Province Helping Job Seekers and Employers Make Ontario Open for Business

Source: 
Government of Ontario



News Release

Ontario's Government is working to help job seekers find and keep good jobs and help employers recruit the skilled workers they need.

Ontario's employment and training programs are critical to building the skilled workforce that keeps Ontario open for business. However, the current system is fractured, unnecessarily complex, and not sufficiently focused on getting the results job seekers, employers and Ontario's economy need to grow and succeed.

In 2016, the Auditor General reported that Ontario's employment and training programs were not effectively helping people find and keep full-time jobs, and that the government lacked labour market information that would help meet the current and future labour needs of Ontario. A 2018 update showed that limited progress had been made on the Auditor General's recommendations to improve programs.

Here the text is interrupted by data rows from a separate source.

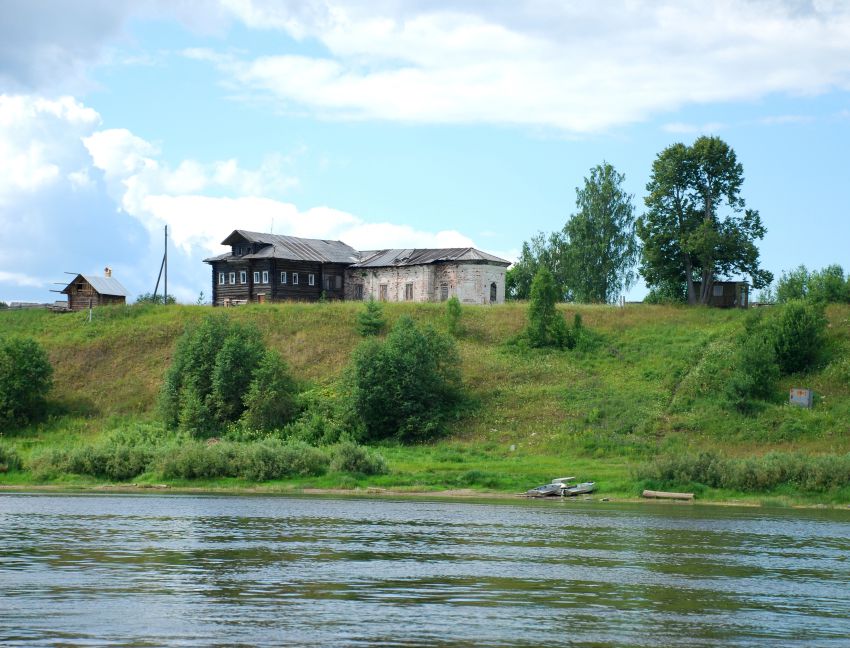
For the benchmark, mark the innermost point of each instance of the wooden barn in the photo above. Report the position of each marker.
(271, 267)
(728, 294)
(89, 291)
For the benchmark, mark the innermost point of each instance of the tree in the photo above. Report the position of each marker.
(697, 227)
(405, 386)
(546, 326)
(26, 376)
(602, 249)
(543, 250)
(221, 373)
(370, 321)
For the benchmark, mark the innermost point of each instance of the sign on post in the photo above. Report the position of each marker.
(801, 397)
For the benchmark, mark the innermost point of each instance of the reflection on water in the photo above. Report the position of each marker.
(174, 570)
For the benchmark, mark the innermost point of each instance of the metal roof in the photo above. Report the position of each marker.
(290, 247)
(103, 285)
(409, 257)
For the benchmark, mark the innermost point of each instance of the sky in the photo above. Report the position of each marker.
(396, 123)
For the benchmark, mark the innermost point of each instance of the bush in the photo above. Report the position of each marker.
(270, 402)
(800, 333)
(221, 373)
(254, 462)
(150, 298)
(453, 314)
(353, 458)
(370, 321)
(405, 386)
(756, 371)
(9, 459)
(25, 379)
(105, 461)
(546, 326)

Ontario's plan for transforming employment services includes:

  • Launching a refreshed labour market information website featuring 500 job profiles to help learners and job seekers explore their first or next career, and identify opportunities for relevant education, training and re-skilling. The website will include improved navigation to the Job Bank so job seekers can find employment opportunities, and businesses can find the right workers with the right skills.

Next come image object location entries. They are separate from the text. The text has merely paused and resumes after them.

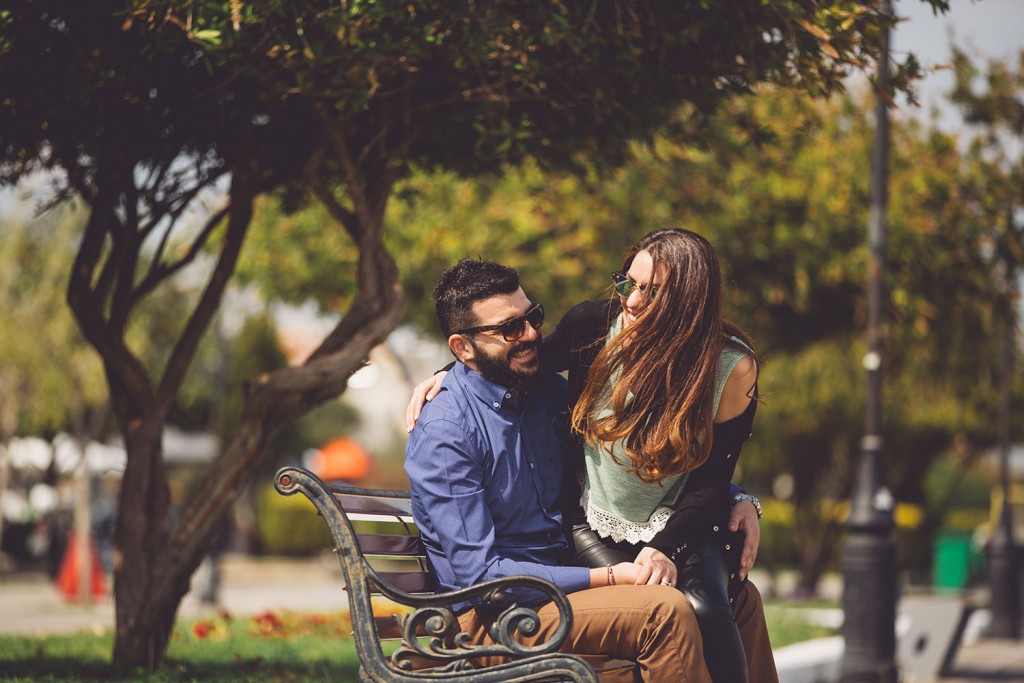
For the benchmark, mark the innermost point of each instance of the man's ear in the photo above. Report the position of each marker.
(462, 348)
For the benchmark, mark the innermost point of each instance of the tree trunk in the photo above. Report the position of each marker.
(142, 510)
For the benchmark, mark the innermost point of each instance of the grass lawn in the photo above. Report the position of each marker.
(273, 647)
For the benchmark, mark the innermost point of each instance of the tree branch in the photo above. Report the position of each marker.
(244, 189)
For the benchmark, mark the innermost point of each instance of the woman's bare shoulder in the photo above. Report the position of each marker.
(738, 390)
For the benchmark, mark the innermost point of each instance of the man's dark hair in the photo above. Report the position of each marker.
(463, 285)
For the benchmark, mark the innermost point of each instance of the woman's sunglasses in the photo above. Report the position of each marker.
(513, 328)
(625, 286)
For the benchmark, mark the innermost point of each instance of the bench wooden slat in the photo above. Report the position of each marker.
(378, 524)
(375, 505)
(410, 582)
(389, 544)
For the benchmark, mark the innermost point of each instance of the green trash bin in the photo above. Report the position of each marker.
(951, 560)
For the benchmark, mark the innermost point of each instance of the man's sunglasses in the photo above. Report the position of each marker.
(513, 328)
(625, 286)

  • Creating a new service delivery model that will integrate social assistance employment services into Employment Ontario to help the province's most vulnerable, including people with disabilities, to break free from the poverty cycle.

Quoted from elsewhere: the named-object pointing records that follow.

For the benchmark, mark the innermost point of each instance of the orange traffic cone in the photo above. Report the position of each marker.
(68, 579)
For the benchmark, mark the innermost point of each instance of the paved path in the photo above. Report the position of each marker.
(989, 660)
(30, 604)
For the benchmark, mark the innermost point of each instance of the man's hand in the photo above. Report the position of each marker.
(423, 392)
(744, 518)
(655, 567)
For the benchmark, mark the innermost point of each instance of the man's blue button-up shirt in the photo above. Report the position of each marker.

  • Introducing a new model to manage the employment service system more effectively to meet the needs of job seekers, businesses and communities. The selection of service system managers will be determined through a new, competitive process and open to any public, not-for-profit and private sector organization, as well as consolidated municipal service managers and district social services board service managers.

  • Ensuring employment services are working more effectively with other government services, including social assistance, so when people find themselves facing barriers to employment, or in a precarious employment situation, they can get the help they need.

  • Implementing changes to Ontario's employment services gradually, starting with three prototypes in fall 2019.